American political campaign smears have been de rigueur since George Washington retired. The election of 1800 featured a memorable lie that labeled John Adams “hermaphroditic”—and that was just a beginning. Going back even further, Napoleon is often credited with this sad insight: “History is a lie agreed upon.”

…and so are current events, it would seem. Consider that you and I have been reading fake news since we were children, off the covers of the National Enquirer and other tabloids in the checkout line at the supermarket. If fake news was a drug, those rags would be the entry-level item.

Moving on to the harder stuff of conspiracy theory required a bit more effort when I was young.
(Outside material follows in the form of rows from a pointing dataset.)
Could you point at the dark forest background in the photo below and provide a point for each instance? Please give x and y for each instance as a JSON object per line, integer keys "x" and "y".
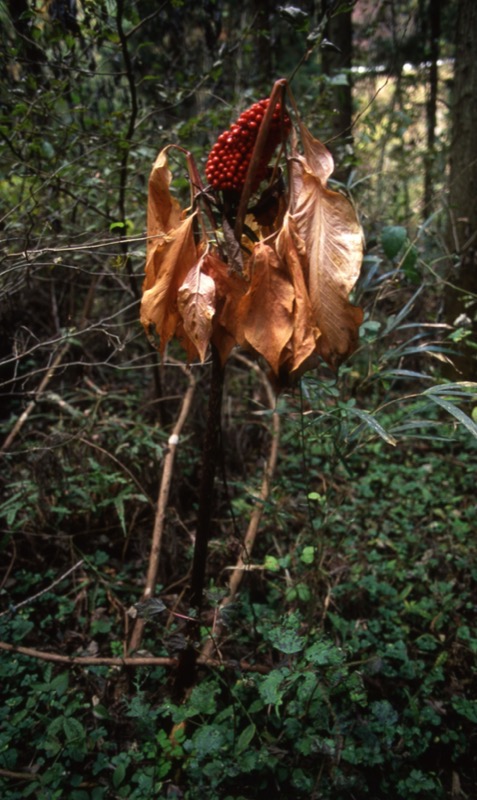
{"x": 345, "y": 666}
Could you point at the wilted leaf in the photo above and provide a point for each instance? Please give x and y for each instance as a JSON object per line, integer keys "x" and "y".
{"x": 333, "y": 240}
{"x": 196, "y": 303}
{"x": 163, "y": 210}
{"x": 302, "y": 345}
{"x": 266, "y": 311}
{"x": 168, "y": 262}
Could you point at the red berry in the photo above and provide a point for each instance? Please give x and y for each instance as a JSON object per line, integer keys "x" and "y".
{"x": 230, "y": 156}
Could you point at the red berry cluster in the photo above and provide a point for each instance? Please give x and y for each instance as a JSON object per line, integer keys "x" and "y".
{"x": 230, "y": 156}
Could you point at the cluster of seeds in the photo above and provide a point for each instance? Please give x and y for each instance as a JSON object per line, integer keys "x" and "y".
{"x": 230, "y": 156}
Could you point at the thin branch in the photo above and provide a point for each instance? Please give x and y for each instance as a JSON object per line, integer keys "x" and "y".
{"x": 43, "y": 591}
{"x": 210, "y": 458}
{"x": 50, "y": 370}
{"x": 137, "y": 661}
{"x": 162, "y": 502}
{"x": 243, "y": 562}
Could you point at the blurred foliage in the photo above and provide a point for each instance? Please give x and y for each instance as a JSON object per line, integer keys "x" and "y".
{"x": 357, "y": 619}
The 1967 Arab-Israeli war was still in America’s memory when the 1973 war found me meeting weekly with a group that knew a global catastrophe / financial collapse was coming. War would trigger it …or something else. The End Is Near!—that much was certain.

I couldn’t remain a believer in their social apocalypse—you need a true obsession to keep that up in the face of daily reality. But I learned that I didn’t have the survival skills to head for the hills, nor the resources needed to stock up before society fell apart.

I should have become a supplier of survival goods. I’d be rich now.

Several disturbing aspects of this decade’s fake news trend are coming to the White House on January 20th:

  • Trump’s personal history as a birther, and his tight friendship with the owner of the National Enquirer, a publication he often quoted on the campaign trail.
  • Top security advisor Michael Flynn most recently pushed the story about Hillary’s Pizzagate” child slavery ring (and before that, numerous other non-truths mocked in the intelligence community as “Flynn Facts”).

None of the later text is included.